La sommation d’opter délivrée le 31 janvier 2024 par les consorts [J], disposant d’un intérêt à agir, non pas en leur qualité d’héritiers, mais en leur qualité de créanciers de la succession de [M] [S], quand bien même ils ont renoncé à celle-ci, est donc recevable.
Il convient par ailleurs de constater les consorts [Y] ne forment aucune demande, aux fins d’obtenir l’octroi judiciaire d’un délai supplémentaire pour opter.
Sur la demande de communication
Les consorts [Y] sollicitent la communication par les défendeurs, de l’acte de notoriété et de l’inventaire successoral de la succession de [T] [Y], ainsi que des taxes foncières 2019 à 2022, sous astreinte.
Les avis de taxe foncière, sont sans effet sur la situation de [M] [S] quant au bien immobilier appartenant en propre à [T] [J] et les ayants droit de la défunte qui ne justifient pas que ces sommes ont été acquittées par leur mère, n’établissent pas avoir un intérêt à en avoir la communication. Cette demande sera écartée.
N’ayant aucun droit dans la succession de [T] [J], les consorts [Y] ne disposent pas d’un intérêt à obtenir communication de l’acte de notoriété et de l’inventaire de succession de celui-ci.
Sur les autres demandes
[A] [Y] et [T] [Y] qui succombent supporteront les dépens et leurs propres frais.
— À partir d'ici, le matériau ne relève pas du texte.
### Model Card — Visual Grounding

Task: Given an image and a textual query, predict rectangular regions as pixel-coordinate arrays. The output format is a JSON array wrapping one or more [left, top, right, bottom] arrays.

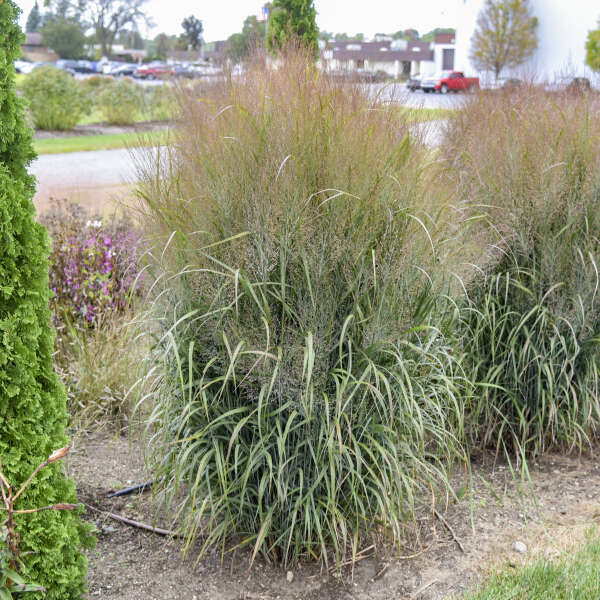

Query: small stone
[[512, 541, 527, 554], [286, 571, 294, 583]]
Leur demande pour frais irrépétibles sera rejetée.
Ils seront en outre condamnés à payer in solidum entre eux, à [D] [J], [X] [J] et [C] [J], la somme de 1000 euros, au titre des frais irrépétibles que ces derniers ont été contraints d’exposer pour assurer leur défense et leur représentation et préserver leurs droits , qu’il serait inéquitable de laisser à sa charge.
La présente décision est exécutoire par provision en application des articles 481-1-6° du code de procédure civile.
PAR CES MOTIFS,
Statuant par jugement selon la procédure accélérée au fond mis à disposition au greffe, contradictoire et en premier ressort,
Déclare recevable la sommation d’opter délivrée le 31 janvier 2024, par les consorts [J] aux consorts [Y]
Déboute [A] [Y] et [T] [Y] de leur demande de communication de pièces,
Déboute [A] [Y] et [T] [Y] de leur demande pour frais irrépétibles,
Condamne [A] [Y] et [T] [Y] in solidum, à payer à [D] [J], [X] [J] et [C] [J], la somme de 1000 euros (mille euros) au titre des frais irrépétibles,
Condamne [A] [Y] et [T] [Y] aux dépens,
Rappelle que la présente ordonnance est exécutoire par provision.
Le présent jugement a été signé par le Président et le greffier.